Reputation: 1743
Below is the sample shell script, Here the value of NF is coming Null instead of 9 (the output of expression on line 4)
#!/bin/bash
#set -x
VAR="The quick brown fox jumped over the lazy dog."
NF=`echo $VAR | awk '{PRINT NF}'`
echo "$NF"
Any thoughts?
Upvotes: 1
Views: 81
Reputation: 41456
Here is one way to do it (using Here String). PS always double quote variable like this "$var"

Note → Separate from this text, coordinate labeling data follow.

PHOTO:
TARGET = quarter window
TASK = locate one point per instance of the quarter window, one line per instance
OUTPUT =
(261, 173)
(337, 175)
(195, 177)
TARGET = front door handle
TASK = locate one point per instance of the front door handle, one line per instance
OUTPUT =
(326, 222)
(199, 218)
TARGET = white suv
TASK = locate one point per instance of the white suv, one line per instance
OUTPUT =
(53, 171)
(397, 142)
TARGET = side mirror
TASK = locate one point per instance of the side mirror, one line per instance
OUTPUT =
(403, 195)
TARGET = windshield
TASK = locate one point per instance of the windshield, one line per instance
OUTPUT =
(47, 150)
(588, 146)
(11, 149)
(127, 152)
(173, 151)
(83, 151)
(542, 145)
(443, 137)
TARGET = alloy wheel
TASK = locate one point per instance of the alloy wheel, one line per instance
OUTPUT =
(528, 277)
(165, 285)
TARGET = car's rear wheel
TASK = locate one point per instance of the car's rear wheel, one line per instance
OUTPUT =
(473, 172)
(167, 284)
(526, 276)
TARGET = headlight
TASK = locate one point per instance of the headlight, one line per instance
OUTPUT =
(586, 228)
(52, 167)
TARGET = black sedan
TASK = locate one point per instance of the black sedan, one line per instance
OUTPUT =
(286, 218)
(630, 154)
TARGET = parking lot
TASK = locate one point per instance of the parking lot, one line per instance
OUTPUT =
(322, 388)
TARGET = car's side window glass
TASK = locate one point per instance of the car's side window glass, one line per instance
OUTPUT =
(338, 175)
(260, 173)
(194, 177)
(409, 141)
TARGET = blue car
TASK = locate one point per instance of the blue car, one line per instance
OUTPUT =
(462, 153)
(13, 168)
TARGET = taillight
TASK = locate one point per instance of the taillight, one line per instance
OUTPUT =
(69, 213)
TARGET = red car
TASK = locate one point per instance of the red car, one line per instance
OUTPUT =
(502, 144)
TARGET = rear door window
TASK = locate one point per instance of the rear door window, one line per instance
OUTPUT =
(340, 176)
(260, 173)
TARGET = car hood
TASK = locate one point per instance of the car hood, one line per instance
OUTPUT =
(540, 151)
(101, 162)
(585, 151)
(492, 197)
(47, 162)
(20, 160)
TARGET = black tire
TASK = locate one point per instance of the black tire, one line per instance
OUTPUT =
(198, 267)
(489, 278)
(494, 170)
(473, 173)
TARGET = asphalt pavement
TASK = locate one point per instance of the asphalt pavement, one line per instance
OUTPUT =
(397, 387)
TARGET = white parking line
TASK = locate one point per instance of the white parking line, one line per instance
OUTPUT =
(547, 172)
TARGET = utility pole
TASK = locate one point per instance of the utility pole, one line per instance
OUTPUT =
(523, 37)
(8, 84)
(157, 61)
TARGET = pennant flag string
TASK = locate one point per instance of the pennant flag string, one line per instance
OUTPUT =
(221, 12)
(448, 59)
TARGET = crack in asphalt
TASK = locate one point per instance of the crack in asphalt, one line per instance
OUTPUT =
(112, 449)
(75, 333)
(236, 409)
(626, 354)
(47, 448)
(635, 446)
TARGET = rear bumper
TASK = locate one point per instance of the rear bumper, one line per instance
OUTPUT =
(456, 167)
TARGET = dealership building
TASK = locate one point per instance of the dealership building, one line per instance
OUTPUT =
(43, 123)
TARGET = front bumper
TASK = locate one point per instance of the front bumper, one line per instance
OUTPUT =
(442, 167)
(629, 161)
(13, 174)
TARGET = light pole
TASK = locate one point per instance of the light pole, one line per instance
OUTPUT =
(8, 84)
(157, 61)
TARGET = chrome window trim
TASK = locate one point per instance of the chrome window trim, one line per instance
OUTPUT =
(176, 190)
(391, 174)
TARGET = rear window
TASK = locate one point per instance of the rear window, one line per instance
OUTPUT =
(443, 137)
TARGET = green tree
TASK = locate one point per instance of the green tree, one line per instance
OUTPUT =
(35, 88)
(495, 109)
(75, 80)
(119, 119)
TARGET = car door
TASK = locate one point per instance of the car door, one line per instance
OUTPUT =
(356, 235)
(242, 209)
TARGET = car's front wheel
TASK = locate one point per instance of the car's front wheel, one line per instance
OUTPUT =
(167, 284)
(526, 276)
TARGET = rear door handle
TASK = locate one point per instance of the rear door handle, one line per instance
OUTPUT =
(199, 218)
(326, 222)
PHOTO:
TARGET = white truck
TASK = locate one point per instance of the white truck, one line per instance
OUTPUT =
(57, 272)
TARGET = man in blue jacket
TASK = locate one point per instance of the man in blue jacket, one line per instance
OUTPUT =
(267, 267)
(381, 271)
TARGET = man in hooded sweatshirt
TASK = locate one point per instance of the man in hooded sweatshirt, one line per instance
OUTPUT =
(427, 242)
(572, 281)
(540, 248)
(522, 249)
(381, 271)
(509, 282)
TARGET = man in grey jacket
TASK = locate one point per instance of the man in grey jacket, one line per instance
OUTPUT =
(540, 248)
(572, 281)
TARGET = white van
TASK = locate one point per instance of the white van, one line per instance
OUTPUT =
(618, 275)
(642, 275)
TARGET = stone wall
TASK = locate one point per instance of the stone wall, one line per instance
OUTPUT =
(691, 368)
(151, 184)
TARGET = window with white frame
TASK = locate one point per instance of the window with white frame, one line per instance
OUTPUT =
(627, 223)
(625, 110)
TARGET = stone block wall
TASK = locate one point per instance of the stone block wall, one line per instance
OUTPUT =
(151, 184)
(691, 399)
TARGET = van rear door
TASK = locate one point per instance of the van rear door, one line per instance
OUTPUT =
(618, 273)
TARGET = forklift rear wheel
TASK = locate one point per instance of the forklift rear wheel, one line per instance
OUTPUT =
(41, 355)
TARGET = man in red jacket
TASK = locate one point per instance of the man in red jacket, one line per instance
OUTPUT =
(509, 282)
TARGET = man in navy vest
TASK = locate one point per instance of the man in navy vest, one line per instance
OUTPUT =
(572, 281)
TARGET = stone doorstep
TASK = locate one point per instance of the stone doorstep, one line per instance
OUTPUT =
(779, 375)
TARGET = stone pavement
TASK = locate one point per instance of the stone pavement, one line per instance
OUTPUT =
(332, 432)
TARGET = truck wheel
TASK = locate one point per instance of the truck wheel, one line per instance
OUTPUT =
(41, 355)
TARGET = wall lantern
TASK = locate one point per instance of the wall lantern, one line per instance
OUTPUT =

NF=$(awk '{print NF}' <<< "$var")
Upvotes: 1
Reputation: 74635
Others have explained what was wrong with your code. I would like to suggest another way to count the number of words:
var="The quick brown fox jumped over the lazy dog."
wc -w <<<"$var"
Or on older shells:
echo "$var" | wc -w
Upvotes: 1
Reputation: 4516
The command you're looking for is print
, not PRINT
. Awk is case-sensitive.
Also, it is recommended to use the following command substitution: $(...)
instead of backticks (`
).
So in your case:
NF=$(echo $VAR | awk '{print NF}')
Upvotes: 2
Reputation: 7582
AWK is case-sensitive. You want the function print
.
By writing PRINT NF
instead, AWK interprets that as the names of two variables, concatenated. PRINT
has an empty value; NF
has the value "9". You didn't ask it to do anything with the result (such as printing it), so the AWK script produces no output for that line of input.